The ULMFiT approach (Howard & Ruder, 2018) uses word-level tokenization via spaCy as the base tokenizer, augmented with a set of special tokens that preserve information typically lost during preprocessing.
Usage
Tokenization is required in every NLP pipeline between raw text input and numericalization. Use word-level tokenization when:
- Working with the ULMFiT / AWD-LSTM pipeline where the pretrained model expects word tokens.
- The target language has reliable word boundary detection (e.g., English, most European languages).
- You need interpretable tokens for debugging and analysis.
Theoretical Basis
Base Tokenization Algorithm
Word tokenization relies on a linguistic model (typically spaCy) that applies the following rules:
FUNCTION word_tokenize(text):
doc = spacy_model(text)
tokens = []
FOR EACH token IN doc:
tokens.append(token.text)
RETURN tokens
Special Token Rules
After base tokenization, the fastai tokenizer applies a series of rules that insert special tokens. These rules preserve information that would otherwise be destroyed by lowercasing:
| Special Token | Meaning | Rule |
|---|---|---|
| xxbos | Beginning of stream | Inserted at the start of every document. Signals to the model that a new text begins. |
| xxmaj | Next word is capitalized | Inserted before any word that starts with an uppercase letter. The word itself is then lowercased. |
| xxup | Next word is all uppercase | Inserted before any word that is entirely uppercase (e.g., "AMAZING").
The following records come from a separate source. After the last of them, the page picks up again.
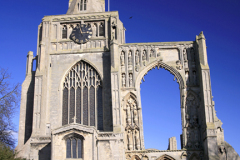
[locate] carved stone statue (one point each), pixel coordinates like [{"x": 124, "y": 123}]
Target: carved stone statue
[
  {"x": 94, "y": 30},
  {"x": 137, "y": 144},
  {"x": 130, "y": 80},
  {"x": 137, "y": 57},
  {"x": 130, "y": 58},
  {"x": 129, "y": 138},
  {"x": 185, "y": 54},
  {"x": 122, "y": 58},
  {"x": 187, "y": 77},
  {"x": 192, "y": 54},
  {"x": 151, "y": 53},
  {"x": 135, "y": 116},
  {"x": 194, "y": 77},
  {"x": 128, "y": 111},
  {"x": 222, "y": 154}
]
The word is then lowercased. |
| xxrep | Character repetition | Inserted when a single character is repeated more than 3 times (e.g., "!!!!!" becomes "xxrep 5 !"). |
| xxwrep | Word repetition | Inserted when a word is repeated multiple times consecutively (e.g., "very very very" becomes "xxwrep 3 very"). |
| xxunk | Unknown token | Used during numericalization for tokens not found in the vocabulary. |
| xxpad | Padding | Used to pad sequences to equal length within a batch. |
Tokenization Pipeline
The full tokenization pipeline can be expressed as:
FUNCTION full_tokenize(text):
# Step 1: Apply pre-rules (cleanup)
text = fix_html_entities(text)
text = replace_special_characters(text)
# Step 2: Base tokenization
tokens = word_tokenize(text)
# Step 3: Apply post-rules (special tokens)
tokens = insert_bos(tokens) # Add xxbos at start
tokens = handle_capitalization(tokens) # xxmaj, xxup
tokens = handle_repetitions(tokens) # xxrep, xxwrep
tokens = lowercase_all(tokens) # Lowercase everything
RETURN tokens
Why Special Tokens Matter
Consider the sentence: "This movie was AMAZING!!!"
Without special tokens, after lowercasing: ["this", "movie", "was", "amazing", "!", "!", "!"]
With special tokens: ["xxbos", "xxmaj", "this", "movie", "was", "xxup", "amazing", "xxrep", "3", "!"]
The special-token version preserves the emphasis conveyed by capitalization and punctuation repetition, which is critical for sentiment analysis tasks. The model can learn that xxup followed by a word often indicates strong sentiment.